Andreas Kublik
· 26.09.2025
Cela a fait du bruit pendant le Tour de France 2024. Il a été rendu public que des coureurs de haut niveau comme Tadej Pogacar et Jonas Vingegaard avaient utilisé des inhalateurs de monoxyde de carbone lors de leur préparation à la course. Ce gaz est considéré comme hautement toxique, mais peut également être utilisé comme dopant sanguin. Les experts estiment qu'il serait possible de remplacer au moins un camp d'entraînement en altitude coûteux en temps et en argent par l'inhalation ciblée du gaz. C'est la raison pour laquelle l'Union cycliste internationale (UCI) a interdit l'inhalation répétée de monoxyde de carbone dès le début de l'année. L'AMA a suivi.
Dans la Liste des interdictions de l'AMA, le sous-groupe M1.4 a été ajouté à la classe M1 (Manipulation du sang et de ses composants). Il est désormais explicitement indiqué à cet endroit : "L'utilisation non diagnostique du monoxyde de carbone (CO) est interdite. Dans certaines conditions, il peut augmenter l'érythropoïèse (formation des globules rouges)". Des experts avaient demandé l'ajout de ce gaz à la liste de l'AMA, car il pouvait clairement être utilisé comme méthode interdite d'amélioration des performances.

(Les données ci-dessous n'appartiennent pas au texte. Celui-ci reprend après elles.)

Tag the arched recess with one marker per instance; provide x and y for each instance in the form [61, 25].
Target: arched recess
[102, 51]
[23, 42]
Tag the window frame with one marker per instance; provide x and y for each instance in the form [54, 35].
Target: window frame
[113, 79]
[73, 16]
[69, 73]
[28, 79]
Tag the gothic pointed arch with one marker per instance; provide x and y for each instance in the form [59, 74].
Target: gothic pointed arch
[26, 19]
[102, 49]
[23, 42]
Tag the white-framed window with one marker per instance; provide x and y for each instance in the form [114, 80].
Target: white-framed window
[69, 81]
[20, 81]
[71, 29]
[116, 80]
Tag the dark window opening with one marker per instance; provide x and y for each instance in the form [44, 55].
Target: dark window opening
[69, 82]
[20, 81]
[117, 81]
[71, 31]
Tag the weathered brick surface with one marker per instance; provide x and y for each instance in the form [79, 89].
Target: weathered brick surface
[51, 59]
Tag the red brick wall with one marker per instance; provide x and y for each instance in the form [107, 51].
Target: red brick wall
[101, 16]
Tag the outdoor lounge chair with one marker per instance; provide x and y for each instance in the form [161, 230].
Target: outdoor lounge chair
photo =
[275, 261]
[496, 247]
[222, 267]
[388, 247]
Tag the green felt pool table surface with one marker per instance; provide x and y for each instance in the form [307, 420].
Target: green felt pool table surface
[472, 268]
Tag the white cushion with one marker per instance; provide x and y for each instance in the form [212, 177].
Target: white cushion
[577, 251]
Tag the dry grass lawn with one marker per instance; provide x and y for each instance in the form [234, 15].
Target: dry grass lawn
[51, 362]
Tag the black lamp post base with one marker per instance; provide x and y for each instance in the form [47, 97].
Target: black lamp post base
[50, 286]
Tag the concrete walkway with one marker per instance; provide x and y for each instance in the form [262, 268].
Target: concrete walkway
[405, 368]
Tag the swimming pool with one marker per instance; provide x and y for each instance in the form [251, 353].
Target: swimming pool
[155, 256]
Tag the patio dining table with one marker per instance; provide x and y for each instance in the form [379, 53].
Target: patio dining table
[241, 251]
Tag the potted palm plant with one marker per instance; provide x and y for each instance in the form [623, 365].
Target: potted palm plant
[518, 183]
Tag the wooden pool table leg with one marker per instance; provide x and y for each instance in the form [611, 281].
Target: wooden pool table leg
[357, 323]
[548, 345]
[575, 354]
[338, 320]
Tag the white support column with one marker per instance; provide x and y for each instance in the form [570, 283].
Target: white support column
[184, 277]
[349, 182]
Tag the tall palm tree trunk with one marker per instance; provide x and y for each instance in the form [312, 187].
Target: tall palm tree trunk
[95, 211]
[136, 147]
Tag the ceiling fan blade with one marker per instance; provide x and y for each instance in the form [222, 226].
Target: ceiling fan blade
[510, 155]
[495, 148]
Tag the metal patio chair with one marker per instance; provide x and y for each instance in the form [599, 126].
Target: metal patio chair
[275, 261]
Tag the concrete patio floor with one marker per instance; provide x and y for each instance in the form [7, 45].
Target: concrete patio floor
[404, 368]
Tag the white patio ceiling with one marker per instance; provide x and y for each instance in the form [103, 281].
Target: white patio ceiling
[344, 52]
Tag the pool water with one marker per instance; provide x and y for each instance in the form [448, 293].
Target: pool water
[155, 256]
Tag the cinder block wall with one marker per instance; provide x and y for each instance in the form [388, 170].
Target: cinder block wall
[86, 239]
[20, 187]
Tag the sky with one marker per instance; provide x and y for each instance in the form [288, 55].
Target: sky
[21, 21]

Du côté des équipes UAE et Visma, qui ont fait la une de l'actualité autour du Tour 2024, on avait alors déclaré n'avoir utilisé la méthode d'inhalation que pour mesurer les effets de l'entraînement en altitude. Cela reste autorisé : "L'utilisation de monoxyde de carbone à des fins de diagnostic, comme la détermination de la masse totale d'hémoglobine ou de la capacité de diffusion des poumons, n'est pas interdite sous la supervision d'un professionnel de la santé ou d'un scientifique", indique désormais le règlement antidopage.
L'application reste probablement - malgré l'interdiction - une zone grise, comme TOUR l'a appris l'année dernière en posant des questions (voir l'article). Une méthode de détection fait jusqu'à présent défaut, pour autant qu'elle soit connue du public. D'autant plus que le monoxyde de carbone peut aussi être inhalé involontairement par les gaz d'échappement, comme dans le trafic routier dense. Le hic, c'est qu'une détection du dopage pourrait être difficile avec le monoxyde de carbone. "Si on le fait correctement, il est difficile à détecter. Il faudrait déjà prendre quelqu'un en flagrant délit", explique le professeur Volker Auwärter, toxicologue à Fribourg, interrogé par TOUR lors des discussions de l'année dernière. Il faudrait donc prendre les sportifs en flagrant délit malgré l'interdiction et apporter la preuve que l'inhalation n'a pas été faite à des fins de diagnostic et sans surveillance professionnelle.